I The Camden Town Murder, or What Shall We Do for the Rent? the man sits despairing while the naked on the iron bed has his face turned away from us. She may be crying or he may have just throttled her. The stiffness of her arm and awkwardly placed hand suggest the latter. In a drawing called Persuasion, a bald, bearded man looks to suffocate a woman before our eyes.
These are truly shocking images, more than a century after. Yet they are connected to some of the greatest modern art that the exhibition shows. Sickert was heavily influenced by Degas and in turn influenced Lucian Freud – there are nude photos here of both for comparison.
The most horrible aspects of Sickert’s nude pictures are also their artistic strength. He rejects the false academic nudity for raw naked reality – he even wrote an essay explaining this aesthetic. That is why he portrays women, perhaps more literally than any artist, as objects: because the body is an object, it is flesh. Francis Bacon would agree with him.
Unless this is the art of a stone-cold psychopath. Whoever he was, Sickert liked to keep people guessing. A room of self-portraits occupies his ever-changing poses, sometimes a bluff comedian, others a haunted man. In a 1930s self-portrait, he copies a photograph of himself resembling a clapped music hall entertainer tapping the ground with a stick as he mingles down the street. Am I that clown? He asks.
The most violent and frightening images are in Sickert’s paintings of music halls. These canvases retain a lost form of popular entertainment, portraying its stars and architecture, audience and atmosphere – but one can hardly call them festive. In one of the earliest, Bonnet et Claque: Ada Lundberg in Marylebone Music Hall, painted around 1887, a singer opens her mouth in full throat. But she is crowded with some of the most horrible faces imaginable. A young man with bowler hats has empty black eyes and a mouth that hangs idiotic, animalistic, open. The most eerie has feeble-minded, bloodshot eyes, a nose collapsed into a skull-like opening, and a piece of a grinning mouth that appears to have been cut into his flesh with a razor.

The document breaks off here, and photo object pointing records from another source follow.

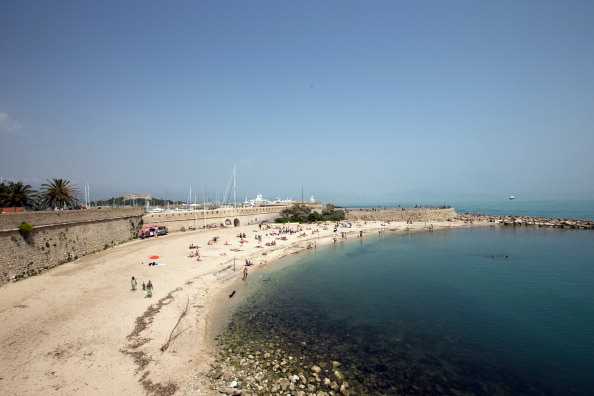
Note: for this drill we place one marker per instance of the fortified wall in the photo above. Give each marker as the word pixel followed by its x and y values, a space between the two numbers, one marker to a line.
pixel 403 214
pixel 181 221
pixel 61 236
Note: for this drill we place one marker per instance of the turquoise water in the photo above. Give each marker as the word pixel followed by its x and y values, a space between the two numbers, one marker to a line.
pixel 436 313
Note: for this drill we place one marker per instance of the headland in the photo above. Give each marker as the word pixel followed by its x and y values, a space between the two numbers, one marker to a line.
pixel 79 327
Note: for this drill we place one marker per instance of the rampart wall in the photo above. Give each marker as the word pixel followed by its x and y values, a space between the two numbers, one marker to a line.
pixel 177 221
pixel 61 236
pixel 403 214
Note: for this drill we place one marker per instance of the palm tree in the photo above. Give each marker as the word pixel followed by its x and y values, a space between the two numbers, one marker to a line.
pixel 58 193
pixel 17 195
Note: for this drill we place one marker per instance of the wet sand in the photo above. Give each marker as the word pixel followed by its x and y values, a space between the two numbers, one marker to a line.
pixel 78 328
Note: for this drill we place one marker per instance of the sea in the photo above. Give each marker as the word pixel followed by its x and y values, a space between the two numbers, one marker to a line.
pixel 484 310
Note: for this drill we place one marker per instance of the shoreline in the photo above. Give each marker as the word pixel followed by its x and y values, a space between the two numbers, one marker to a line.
pixel 79 328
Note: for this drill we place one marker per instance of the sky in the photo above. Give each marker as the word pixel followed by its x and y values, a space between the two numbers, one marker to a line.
pixel 342 100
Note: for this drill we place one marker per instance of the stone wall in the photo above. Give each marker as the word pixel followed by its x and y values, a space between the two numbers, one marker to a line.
pixel 176 221
pixel 59 237
pixel 400 214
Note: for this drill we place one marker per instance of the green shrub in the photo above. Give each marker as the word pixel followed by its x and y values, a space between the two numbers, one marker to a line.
pixel 25 229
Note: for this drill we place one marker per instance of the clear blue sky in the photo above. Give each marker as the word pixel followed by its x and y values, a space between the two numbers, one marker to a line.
pixel 347 99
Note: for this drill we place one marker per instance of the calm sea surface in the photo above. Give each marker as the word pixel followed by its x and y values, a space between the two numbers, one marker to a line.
pixel 436 313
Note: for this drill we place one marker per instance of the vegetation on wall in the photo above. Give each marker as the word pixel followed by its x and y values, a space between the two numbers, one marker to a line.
pixel 302 213
pixel 25 229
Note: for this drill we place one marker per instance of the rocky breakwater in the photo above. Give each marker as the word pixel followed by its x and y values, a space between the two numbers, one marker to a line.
pixel 526 221
pixel 275 372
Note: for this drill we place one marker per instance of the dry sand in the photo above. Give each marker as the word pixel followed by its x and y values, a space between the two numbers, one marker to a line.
pixel 79 329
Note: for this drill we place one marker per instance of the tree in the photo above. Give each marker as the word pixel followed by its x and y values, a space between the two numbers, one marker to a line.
pixel 315 216
pixel 17 195
pixel 58 193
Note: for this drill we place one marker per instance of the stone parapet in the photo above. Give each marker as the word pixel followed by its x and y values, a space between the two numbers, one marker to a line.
pixel 232 217
pixel 59 237
pixel 13 220
pixel 403 214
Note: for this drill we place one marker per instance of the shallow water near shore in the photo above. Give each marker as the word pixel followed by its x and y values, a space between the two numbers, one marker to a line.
pixel 427 313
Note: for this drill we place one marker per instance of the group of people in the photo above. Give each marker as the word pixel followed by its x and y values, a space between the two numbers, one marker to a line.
pixel 147 288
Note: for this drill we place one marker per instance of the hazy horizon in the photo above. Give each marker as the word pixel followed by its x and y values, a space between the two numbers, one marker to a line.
pixel 347 100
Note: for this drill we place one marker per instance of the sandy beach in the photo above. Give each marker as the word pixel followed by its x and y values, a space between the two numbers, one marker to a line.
pixel 79 328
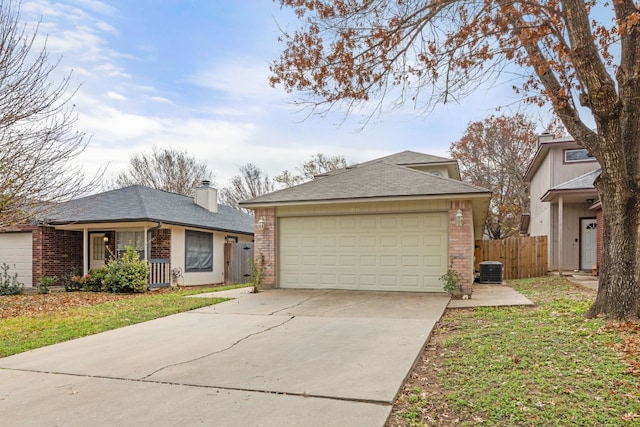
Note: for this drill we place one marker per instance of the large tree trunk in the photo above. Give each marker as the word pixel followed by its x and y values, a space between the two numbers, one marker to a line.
pixel 618 292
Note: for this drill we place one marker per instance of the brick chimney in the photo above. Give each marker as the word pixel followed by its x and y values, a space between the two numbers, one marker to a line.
pixel 207 196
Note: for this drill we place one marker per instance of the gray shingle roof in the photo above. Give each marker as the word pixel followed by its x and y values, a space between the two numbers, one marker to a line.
pixel 139 203
pixel 370 180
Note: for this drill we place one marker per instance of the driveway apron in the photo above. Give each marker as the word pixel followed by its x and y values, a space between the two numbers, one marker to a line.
pixel 276 358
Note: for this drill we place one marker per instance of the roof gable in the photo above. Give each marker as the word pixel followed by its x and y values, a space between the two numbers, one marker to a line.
pixel 139 203
pixel 376 179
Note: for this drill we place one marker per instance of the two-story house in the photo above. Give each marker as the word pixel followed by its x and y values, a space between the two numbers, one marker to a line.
pixel 561 192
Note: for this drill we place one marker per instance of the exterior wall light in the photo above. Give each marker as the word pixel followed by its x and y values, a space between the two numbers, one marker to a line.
pixel 261 222
pixel 458 218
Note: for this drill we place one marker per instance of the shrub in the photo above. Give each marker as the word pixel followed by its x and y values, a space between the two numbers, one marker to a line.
pixel 94 281
pixel 9 284
pixel 71 281
pixel 127 274
pixel 44 284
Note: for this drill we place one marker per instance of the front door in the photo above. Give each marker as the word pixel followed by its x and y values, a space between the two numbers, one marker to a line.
pixel 588 236
pixel 96 254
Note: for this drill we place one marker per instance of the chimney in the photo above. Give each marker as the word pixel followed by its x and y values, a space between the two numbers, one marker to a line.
pixel 207 196
pixel 545 137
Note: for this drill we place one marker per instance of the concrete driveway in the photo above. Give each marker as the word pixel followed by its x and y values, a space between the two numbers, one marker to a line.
pixel 277 358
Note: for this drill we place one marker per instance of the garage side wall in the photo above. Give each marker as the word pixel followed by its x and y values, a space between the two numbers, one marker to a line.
pixel 264 252
pixel 461 241
pixel 56 253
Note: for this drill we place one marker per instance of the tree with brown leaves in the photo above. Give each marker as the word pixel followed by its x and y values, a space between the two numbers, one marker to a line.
pixel 494 154
pixel 38 142
pixel 165 169
pixel 580 57
pixel 316 165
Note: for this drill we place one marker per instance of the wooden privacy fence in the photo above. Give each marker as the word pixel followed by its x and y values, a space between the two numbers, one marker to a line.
pixel 238 262
pixel 521 257
pixel 159 273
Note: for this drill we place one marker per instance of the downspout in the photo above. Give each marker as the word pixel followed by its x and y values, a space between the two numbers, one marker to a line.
pixel 148 254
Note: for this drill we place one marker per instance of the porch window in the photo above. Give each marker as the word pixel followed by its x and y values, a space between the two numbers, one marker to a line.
pixel 135 239
pixel 198 251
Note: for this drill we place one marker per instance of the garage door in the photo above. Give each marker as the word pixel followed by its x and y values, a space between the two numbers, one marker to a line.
pixel 400 252
pixel 15 250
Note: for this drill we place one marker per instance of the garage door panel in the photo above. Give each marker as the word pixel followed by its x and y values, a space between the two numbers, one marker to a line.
pixel 405 252
pixel 16 251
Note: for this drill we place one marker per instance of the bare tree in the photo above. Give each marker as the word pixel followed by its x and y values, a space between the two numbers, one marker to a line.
pixel 165 169
pixel 38 143
pixel 569 53
pixel 494 154
pixel 318 164
pixel 251 182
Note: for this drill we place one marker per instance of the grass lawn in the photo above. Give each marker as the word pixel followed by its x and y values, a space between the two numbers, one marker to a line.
pixel 518 366
pixel 32 321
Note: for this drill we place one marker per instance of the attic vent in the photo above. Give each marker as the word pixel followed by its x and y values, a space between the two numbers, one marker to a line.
pixel 490 272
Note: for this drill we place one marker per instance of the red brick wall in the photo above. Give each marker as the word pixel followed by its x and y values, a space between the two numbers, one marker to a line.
pixel 56 253
pixel 461 242
pixel 265 245
pixel 161 243
pixel 599 236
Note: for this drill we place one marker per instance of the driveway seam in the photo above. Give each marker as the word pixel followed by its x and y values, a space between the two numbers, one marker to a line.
pixel 221 350
pixel 216 387
pixel 299 303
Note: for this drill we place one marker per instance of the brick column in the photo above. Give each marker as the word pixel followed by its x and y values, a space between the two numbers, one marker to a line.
pixel 461 241
pixel 265 245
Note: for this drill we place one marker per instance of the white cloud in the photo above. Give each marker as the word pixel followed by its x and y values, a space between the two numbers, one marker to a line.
pixel 242 78
pixel 116 96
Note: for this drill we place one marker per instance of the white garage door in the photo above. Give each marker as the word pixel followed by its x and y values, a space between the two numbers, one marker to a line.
pixel 15 250
pixel 399 252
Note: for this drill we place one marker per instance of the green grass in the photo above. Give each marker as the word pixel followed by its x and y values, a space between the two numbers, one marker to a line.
pixel 520 366
pixel 19 334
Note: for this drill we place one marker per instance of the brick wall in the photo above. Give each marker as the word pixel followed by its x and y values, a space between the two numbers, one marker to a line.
pixel 265 245
pixel 56 252
pixel 161 243
pixel 461 242
pixel 599 232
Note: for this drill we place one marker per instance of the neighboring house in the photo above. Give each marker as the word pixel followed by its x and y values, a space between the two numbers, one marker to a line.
pixel 562 193
pixel 392 224
pixel 176 231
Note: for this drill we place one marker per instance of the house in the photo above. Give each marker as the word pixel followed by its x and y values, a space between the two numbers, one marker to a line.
pixel 396 223
pixel 176 232
pixel 562 193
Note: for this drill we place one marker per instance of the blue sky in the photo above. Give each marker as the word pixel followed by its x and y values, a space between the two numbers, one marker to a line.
pixel 193 75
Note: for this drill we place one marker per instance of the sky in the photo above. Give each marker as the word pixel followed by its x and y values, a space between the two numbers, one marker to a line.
pixel 193 75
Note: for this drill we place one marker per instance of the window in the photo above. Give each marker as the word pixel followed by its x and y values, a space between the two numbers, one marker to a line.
pixel 198 251
pixel 578 155
pixel 135 239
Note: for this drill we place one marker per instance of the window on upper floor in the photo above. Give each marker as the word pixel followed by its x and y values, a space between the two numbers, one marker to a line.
pixel 578 155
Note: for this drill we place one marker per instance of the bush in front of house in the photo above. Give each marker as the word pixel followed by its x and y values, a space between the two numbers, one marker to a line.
pixel 127 274
pixel 9 284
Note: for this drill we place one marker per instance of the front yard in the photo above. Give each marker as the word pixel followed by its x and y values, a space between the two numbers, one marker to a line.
pixel 517 366
pixel 32 321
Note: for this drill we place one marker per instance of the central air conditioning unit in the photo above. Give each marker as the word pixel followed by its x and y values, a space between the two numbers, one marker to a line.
pixel 490 272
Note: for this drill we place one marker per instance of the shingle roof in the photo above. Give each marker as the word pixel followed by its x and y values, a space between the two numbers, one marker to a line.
pixel 370 180
pixel 139 203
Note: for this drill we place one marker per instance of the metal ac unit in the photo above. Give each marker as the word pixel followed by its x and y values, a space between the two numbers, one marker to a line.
pixel 490 272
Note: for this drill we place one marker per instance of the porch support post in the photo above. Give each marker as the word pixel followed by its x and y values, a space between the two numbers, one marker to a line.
pixel 85 252
pixel 560 233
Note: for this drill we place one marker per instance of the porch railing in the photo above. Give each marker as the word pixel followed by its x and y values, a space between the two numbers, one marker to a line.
pixel 159 273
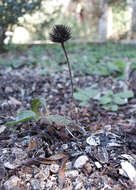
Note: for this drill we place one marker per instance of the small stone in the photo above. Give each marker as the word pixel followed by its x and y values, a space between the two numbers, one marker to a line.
pixel 79 186
pixel 45 170
pixel 9 165
pixel 2 171
pixel 12 182
pixel 35 184
pixel 71 173
pixel 98 165
pixel 8 89
pixel 69 165
pixel 65 146
pixel 54 168
pixel 2 128
pixel 80 161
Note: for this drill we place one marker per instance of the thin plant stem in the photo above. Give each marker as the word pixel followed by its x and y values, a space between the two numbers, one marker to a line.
pixel 69 67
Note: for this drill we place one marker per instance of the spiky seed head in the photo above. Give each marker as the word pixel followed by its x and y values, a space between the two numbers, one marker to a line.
pixel 60 33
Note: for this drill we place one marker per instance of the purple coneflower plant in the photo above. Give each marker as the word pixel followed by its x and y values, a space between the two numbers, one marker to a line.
pixel 61 34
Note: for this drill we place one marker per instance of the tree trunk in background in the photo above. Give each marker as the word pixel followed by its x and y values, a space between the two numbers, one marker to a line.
pixel 133 26
pixel 103 21
pixel 129 24
pixel 109 23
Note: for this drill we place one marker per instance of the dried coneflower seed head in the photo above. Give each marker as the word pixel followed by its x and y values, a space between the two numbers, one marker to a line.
pixel 60 33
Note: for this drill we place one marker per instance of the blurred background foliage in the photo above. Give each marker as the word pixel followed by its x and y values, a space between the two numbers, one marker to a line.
pixel 96 20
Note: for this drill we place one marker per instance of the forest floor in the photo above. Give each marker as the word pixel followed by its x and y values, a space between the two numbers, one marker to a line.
pixel 97 149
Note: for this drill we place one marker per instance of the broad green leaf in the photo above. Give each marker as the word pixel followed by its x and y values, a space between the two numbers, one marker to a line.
pixel 126 94
pixel 43 102
pixel 23 116
pixel 35 104
pixel 120 101
pixel 110 107
pixel 91 92
pixel 58 119
pixel 121 65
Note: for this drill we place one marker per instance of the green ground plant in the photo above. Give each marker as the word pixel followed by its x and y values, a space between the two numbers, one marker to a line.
pixel 107 99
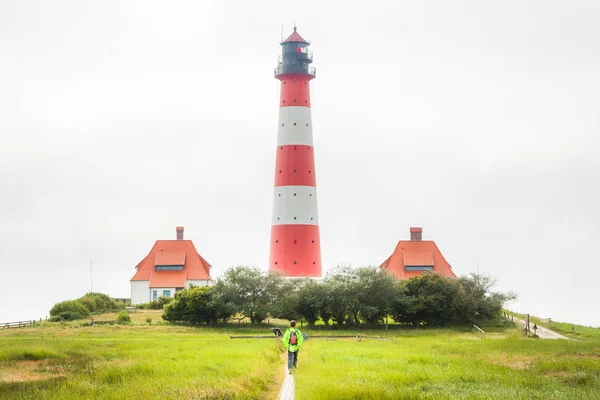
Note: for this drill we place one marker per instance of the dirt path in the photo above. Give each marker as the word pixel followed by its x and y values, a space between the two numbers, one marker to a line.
pixel 287 389
pixel 543 333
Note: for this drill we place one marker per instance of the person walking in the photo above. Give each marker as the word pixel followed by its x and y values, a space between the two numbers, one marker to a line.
pixel 292 341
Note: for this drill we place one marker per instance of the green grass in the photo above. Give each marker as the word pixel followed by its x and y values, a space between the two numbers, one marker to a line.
pixel 134 362
pixel 141 361
pixel 448 364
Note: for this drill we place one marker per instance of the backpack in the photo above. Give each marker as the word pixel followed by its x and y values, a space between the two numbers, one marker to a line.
pixel 293 338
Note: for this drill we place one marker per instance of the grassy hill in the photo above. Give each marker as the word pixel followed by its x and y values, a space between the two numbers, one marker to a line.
pixel 71 361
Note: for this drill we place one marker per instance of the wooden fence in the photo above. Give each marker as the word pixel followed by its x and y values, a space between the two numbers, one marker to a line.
pixel 477 329
pixel 17 324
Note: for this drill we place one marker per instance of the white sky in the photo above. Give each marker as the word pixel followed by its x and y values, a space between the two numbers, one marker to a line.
pixel 478 121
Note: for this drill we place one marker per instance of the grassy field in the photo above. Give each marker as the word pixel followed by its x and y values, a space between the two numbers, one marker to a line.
pixel 446 364
pixel 134 362
pixel 70 361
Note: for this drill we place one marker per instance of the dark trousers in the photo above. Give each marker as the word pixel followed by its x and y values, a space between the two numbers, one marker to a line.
pixel 292 358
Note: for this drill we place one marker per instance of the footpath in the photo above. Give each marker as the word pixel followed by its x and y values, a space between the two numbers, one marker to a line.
pixel 542 332
pixel 287 389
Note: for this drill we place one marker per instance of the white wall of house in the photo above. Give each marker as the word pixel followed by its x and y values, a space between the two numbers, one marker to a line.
pixel 196 283
pixel 160 292
pixel 140 292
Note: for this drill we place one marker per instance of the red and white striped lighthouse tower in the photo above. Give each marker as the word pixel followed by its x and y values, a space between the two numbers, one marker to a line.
pixel 295 243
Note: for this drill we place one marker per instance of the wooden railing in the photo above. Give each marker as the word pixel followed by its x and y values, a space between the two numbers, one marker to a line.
pixel 477 329
pixel 17 324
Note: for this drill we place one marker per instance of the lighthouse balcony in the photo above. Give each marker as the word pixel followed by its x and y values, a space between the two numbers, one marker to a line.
pixel 301 69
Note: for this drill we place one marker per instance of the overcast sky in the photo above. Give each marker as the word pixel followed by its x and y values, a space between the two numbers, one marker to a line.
pixel 477 120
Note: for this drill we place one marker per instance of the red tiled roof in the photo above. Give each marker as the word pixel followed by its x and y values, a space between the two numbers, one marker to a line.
pixel 168 279
pixel 416 253
pixel 194 268
pixel 418 259
pixel 169 258
pixel 295 37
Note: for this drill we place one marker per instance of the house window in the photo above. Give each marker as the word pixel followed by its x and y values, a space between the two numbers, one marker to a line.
pixel 419 268
pixel 168 267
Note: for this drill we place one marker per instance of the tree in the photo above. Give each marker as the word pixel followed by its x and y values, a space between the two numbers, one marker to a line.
pixel 308 297
pixel 99 303
pixel 476 302
pixel 376 293
pixel 252 293
pixel 68 310
pixel 191 305
pixel 433 300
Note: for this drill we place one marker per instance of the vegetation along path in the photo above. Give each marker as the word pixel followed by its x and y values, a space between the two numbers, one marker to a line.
pixel 543 333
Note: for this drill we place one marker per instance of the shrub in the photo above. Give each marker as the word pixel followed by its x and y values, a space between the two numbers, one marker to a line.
pixel 99 303
pixel 68 310
pixel 156 304
pixel 123 318
pixel 191 305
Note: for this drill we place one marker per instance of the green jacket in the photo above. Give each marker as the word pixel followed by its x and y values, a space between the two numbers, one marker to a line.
pixel 286 340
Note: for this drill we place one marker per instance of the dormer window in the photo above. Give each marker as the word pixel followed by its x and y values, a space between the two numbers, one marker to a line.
pixel 168 267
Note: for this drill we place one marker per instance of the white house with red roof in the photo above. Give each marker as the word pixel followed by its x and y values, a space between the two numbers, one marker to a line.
pixel 171 266
pixel 415 256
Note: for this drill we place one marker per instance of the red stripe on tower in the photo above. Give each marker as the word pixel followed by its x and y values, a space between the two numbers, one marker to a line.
pixel 295 243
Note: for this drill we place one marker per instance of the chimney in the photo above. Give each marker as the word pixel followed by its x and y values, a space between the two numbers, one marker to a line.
pixel 416 233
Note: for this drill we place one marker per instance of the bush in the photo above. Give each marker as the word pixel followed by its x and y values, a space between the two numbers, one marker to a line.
pixel 156 304
pixel 68 310
pixel 123 318
pixel 193 305
pixel 99 303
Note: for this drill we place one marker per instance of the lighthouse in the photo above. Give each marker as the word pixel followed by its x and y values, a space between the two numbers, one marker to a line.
pixel 295 243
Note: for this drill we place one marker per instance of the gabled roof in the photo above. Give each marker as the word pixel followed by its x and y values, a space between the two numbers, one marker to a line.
pixel 167 279
pixel 169 258
pixel 418 259
pixel 194 267
pixel 416 253
pixel 295 37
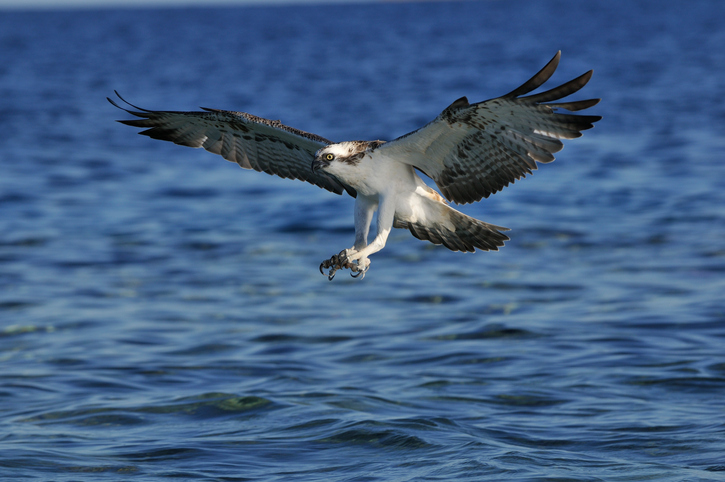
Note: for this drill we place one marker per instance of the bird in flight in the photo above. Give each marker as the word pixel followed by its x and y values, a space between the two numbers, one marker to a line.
pixel 470 151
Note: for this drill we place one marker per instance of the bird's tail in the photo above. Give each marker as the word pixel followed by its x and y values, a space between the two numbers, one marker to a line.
pixel 456 231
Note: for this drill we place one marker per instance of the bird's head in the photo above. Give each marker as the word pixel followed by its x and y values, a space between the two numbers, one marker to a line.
pixel 331 158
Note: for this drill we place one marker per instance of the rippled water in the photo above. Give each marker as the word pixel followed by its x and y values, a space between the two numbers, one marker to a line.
pixel 161 312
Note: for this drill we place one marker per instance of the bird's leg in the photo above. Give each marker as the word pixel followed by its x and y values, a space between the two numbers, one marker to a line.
pixel 364 209
pixel 386 216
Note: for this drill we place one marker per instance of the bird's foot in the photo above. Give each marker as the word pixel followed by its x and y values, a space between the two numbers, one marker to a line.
pixel 341 261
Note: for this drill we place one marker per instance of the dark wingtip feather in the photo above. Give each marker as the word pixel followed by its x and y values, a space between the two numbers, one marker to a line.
pixel 537 80
pixel 561 91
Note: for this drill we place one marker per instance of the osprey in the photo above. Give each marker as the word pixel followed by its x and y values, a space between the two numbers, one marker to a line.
pixel 470 150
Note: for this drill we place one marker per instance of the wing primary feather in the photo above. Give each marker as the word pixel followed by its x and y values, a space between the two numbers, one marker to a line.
pixel 252 142
pixel 561 91
pixel 537 80
pixel 576 105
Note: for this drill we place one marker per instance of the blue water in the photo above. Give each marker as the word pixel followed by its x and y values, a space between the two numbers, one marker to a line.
pixel 161 312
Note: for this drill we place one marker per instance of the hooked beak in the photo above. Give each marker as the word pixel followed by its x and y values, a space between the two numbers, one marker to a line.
pixel 318 163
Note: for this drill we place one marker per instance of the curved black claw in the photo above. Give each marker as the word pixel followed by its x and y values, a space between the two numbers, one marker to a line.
pixel 335 263
pixel 357 271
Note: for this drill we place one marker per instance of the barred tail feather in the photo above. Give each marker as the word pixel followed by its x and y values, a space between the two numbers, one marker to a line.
pixel 467 234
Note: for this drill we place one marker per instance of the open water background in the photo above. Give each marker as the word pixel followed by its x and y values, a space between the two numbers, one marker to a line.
pixel 161 312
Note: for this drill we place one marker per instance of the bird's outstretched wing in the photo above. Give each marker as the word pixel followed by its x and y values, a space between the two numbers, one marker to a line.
pixel 252 142
pixel 474 150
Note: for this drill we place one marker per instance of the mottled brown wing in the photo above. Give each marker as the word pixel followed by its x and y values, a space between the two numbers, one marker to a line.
pixel 252 142
pixel 474 150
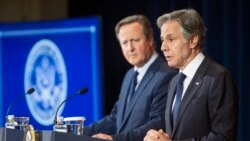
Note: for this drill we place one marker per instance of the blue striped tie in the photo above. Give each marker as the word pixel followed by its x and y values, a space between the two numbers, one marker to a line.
pixel 179 91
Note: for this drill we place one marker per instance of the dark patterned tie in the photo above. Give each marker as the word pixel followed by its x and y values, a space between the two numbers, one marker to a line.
pixel 132 86
pixel 179 91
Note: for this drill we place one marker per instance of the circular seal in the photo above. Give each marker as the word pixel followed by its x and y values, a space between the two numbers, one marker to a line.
pixel 45 71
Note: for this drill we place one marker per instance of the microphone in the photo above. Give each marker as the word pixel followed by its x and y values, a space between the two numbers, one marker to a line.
pixel 80 92
pixel 29 92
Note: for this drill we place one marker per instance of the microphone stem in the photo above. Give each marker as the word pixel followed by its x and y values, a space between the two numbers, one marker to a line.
pixel 55 120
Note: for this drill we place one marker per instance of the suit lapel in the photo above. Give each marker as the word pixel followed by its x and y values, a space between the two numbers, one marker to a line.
pixel 124 94
pixel 139 92
pixel 171 95
pixel 191 91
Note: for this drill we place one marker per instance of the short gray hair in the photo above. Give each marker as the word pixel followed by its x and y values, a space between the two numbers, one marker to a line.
pixel 191 24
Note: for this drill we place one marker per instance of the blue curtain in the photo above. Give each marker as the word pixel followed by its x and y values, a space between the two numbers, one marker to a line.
pixel 227 22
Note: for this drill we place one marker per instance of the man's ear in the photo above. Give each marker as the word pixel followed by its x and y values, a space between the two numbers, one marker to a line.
pixel 193 42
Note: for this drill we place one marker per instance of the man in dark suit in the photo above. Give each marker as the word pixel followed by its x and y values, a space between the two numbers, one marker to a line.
pixel 203 105
pixel 141 107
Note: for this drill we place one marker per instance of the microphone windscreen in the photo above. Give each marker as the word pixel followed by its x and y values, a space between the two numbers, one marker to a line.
pixel 30 91
pixel 82 91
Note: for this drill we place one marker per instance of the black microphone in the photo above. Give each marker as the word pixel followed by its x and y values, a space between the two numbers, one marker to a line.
pixel 80 92
pixel 29 92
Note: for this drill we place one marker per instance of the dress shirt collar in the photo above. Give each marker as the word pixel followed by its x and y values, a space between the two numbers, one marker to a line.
pixel 192 67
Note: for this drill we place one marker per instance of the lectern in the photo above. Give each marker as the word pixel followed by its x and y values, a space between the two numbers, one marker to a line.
pixel 17 135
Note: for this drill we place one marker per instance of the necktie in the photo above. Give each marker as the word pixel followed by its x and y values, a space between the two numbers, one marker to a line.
pixel 179 91
pixel 132 86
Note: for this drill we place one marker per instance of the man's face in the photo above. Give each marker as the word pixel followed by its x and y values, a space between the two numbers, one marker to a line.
pixel 175 47
pixel 135 46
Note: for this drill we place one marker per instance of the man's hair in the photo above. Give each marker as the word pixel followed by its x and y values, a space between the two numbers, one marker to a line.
pixel 141 19
pixel 191 24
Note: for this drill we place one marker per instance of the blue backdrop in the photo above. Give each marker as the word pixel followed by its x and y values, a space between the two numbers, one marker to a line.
pixel 57 58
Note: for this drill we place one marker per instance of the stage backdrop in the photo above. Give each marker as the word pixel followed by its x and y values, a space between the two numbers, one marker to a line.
pixel 57 59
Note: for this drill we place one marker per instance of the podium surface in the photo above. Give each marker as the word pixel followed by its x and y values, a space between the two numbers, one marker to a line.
pixel 43 135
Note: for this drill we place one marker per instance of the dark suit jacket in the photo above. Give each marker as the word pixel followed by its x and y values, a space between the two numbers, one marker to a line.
pixel 146 110
pixel 208 111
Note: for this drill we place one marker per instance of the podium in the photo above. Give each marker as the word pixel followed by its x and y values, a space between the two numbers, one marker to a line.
pixel 17 135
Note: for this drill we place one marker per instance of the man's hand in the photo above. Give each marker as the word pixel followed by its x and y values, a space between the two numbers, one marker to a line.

If I had to examine Sickert’s sick mind, I would start here – what is this death carnival? Maybe it’s about syphilis. Sickert was not the only fine de siecle artist obsessed with this disease.
I can seem to judge Sickert. In fact, he seems to have handed down a cruel sentence against himself. If he fantasized, he was Jack the Ripper and Camden Town Murderer, suggesting he was engrossed in guilt. He was a man of his time, confused about sex, confused about women. In his music hall, all men are monsters. But the women on stage alone, trapped in the eerie light, admired by deer, are vulnerable and he wants to protect them. Maybe it was the male neck he wanted to cut across – and his own image that he mustered. In a late self-portrait as a modern Lazarus, he has, after being ill, obliterated his features with a splash of gray paint.
This brilliant exhibition of hell takes you to a place beyond simple moral or political truth. Whatever Sickert was, he was the only British artist of his time who could be as powerful as Munch, Van Gogh or Otto Dix. In the end, a young man who thought he was Jack the Ripper is someone you should feel sorry for. Unless he was, of course.